5. Thinking that nothing will change for the better

But even a moderate belief that nothing in your life will change for the better can be harmful. For example: “my son will never be able to achieve anything significant in life”, “I will never be able to get out of debt”, “the world is a terrible place, and it only gets worse.” These beliefs can take over our minds to such an extent that they make us deaf and blind to signs that indicate otherwise. But life is full of ups and downs. Recession, no matter how catastrophic it may seem, is always replaced by recovery. If we believe that life only moves downward, we deprive ourselves of the joy of life and miss those days when happiness knocks at our door. Imagine how peaceful you will feel if you just believe that today's difficulties are not forever.

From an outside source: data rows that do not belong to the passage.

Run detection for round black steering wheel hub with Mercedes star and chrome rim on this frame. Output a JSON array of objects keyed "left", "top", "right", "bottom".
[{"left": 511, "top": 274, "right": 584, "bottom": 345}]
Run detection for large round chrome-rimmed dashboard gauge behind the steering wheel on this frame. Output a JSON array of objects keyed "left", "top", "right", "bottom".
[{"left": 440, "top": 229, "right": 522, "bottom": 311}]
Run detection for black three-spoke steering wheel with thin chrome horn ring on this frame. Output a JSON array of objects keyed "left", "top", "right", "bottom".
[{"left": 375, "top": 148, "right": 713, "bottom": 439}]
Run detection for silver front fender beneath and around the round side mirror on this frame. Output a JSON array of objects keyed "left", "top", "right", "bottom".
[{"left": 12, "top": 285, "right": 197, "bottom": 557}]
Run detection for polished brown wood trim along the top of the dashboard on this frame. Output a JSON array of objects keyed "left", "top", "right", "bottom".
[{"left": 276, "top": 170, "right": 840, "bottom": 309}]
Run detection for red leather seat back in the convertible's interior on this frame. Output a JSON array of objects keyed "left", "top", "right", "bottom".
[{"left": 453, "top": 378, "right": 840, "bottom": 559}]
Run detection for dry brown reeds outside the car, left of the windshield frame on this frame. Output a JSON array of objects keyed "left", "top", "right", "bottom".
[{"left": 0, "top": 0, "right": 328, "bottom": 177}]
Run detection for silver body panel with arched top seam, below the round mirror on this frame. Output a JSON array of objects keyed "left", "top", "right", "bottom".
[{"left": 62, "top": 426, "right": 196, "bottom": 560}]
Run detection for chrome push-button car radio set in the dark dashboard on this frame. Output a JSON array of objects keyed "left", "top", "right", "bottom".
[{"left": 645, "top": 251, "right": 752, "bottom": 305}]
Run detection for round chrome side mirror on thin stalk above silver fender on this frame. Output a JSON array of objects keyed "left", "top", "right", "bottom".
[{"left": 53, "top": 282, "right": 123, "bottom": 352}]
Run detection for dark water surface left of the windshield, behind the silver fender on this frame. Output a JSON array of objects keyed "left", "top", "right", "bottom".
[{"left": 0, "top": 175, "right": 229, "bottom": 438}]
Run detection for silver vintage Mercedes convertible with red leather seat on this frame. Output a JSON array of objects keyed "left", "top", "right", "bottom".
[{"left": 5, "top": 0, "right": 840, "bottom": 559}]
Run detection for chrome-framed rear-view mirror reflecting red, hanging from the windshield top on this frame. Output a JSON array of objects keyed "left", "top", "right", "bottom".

6. Believing that your life is beyond your control actually it is not. This mindset has a direct relationship with the likelihood of depression. It is formed in childhood, when we were not really the masters of our lives and we were convinced of our lack of independence and inability to do something. Such a scenario leads to the fact that we lose interest in our lives and do not dare to change anything in it. And the longer we do nothing, the more we are sucked in by the feeling of hopelessness. On the contrary, when we decide to act, we begin to see the possibilities and fruits of our labors.

7. Believing that everything will work itself out

Sometimes the belief that everything will “shrink”, “shrink”, “settle down” can be almost as destructive as the belief that this will never happen. won't happen. For example, if your partner abuses alcohol and behaves provocatively, this situation is unlikely to change by itself. But many people believe that there is a higher justice in the world and that sooner or later we will receive retribution for our suffering. The hope that the Universe will send us happiness not only threatens us with disappointment (if this does not happen). It puts us in the same helpless position when we are not ready to listen to ourselves and act in accordance with our deepest desires and interests.

8. Generalizing too broadly

This is one of the "cognitive biases" described by psychotherapist Aaron Beck. Often it is expressed in the following conclusion: "I'm not lucky in one thing - that means I'm a loser." The tendency to draw unreasonably broad conclusions is observed in those people whose view of the world is imbued with pessimism. Sometimes this type of thinking even looks like paranoia: “give them a finger, they will bite off your hand” or “if you give up slack, they will trample you.” Of course, not every person we meet is a model of virtue. But this does not mean that we are surrounded by only scammers and unscrupulous manipulators. And if a neighbor refused to hold your door to the entrance, this is not a reason to follow his example. After all, by helping others, we ourselves begin to feel better.

9. Not being grateful

It's not just about thanking people who care about you or just show you affection. To thank - and bless - life for those happy moments that it gives us, means to impoverish oneself. Is it better to make a fuss about the fact that the restaurant makes you wait a long time for your order, or think about how wonderful the weather is today and how beautiful your companion looks in this dress? Some see it as sentimental. Well, so be it - if it gives us a sense of peace of mind and tranquility. After all, cynicism and acrimony have never made anyone happy.

Andrea Bonior is a clinical psychologist, blogger and writer, author of The Friendship Fix: The Complete Guide to Choosing, Losing and Keeping Up with Your Friends, St. Martin's Griffin, 2011). Her website is drandreabonior.com.